Don’t spare the rod: correct with love

Mentoring is not always easy. Whether a pastor is mentoring laypersons or salaried pastoral staff, the requirement is the same. Sometimes correction in love is a necessity.

I do not like this part. My style is to affirm, suggest, and encourage. To speak words that inflict momentary hurt is not easy for me. But it must be done. A pastor who refuses to deal correctively when required is missing an essential link in the mentoring process.

I recall an event years ago that involved a breach of integrity between an associate pastor and the church board. Hard as it was, I knew I must request that the associate call each board member and apologize. He willingly complied and is pastoring a large and growing church today.

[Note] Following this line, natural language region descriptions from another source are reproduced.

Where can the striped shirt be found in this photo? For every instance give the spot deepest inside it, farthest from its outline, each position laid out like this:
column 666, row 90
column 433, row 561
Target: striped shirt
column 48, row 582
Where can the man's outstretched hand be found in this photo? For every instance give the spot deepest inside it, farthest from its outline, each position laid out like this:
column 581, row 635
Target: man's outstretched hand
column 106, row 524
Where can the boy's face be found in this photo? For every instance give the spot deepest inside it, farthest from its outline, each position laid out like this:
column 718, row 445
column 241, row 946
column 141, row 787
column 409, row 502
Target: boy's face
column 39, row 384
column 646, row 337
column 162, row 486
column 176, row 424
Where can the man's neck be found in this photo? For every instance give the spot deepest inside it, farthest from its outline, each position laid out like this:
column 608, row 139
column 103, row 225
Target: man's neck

The key is attitude. A word properly spoken will release an incredible power. It will move a mentoree toward a new level of maturity and effectiveness in ministry. Yes, sometimes confrontation is imperative. It is work that must be done.

Conclusion

Pass the torch. To ignore this necessity is to be guilty of spiritual treason. Be it a group of volunteers or a team of salaried staff, a wise and godly pastor will accept the ministry of mentoring as an honor and privilege. No aspect of pastoral ministry pays higher dividends than this.


Richard L. Dresselhaus, D.Min., is an executive presbyter and senior pastor of First Assembly of God, San Diego, California.

*Scripture references are from the New International Version.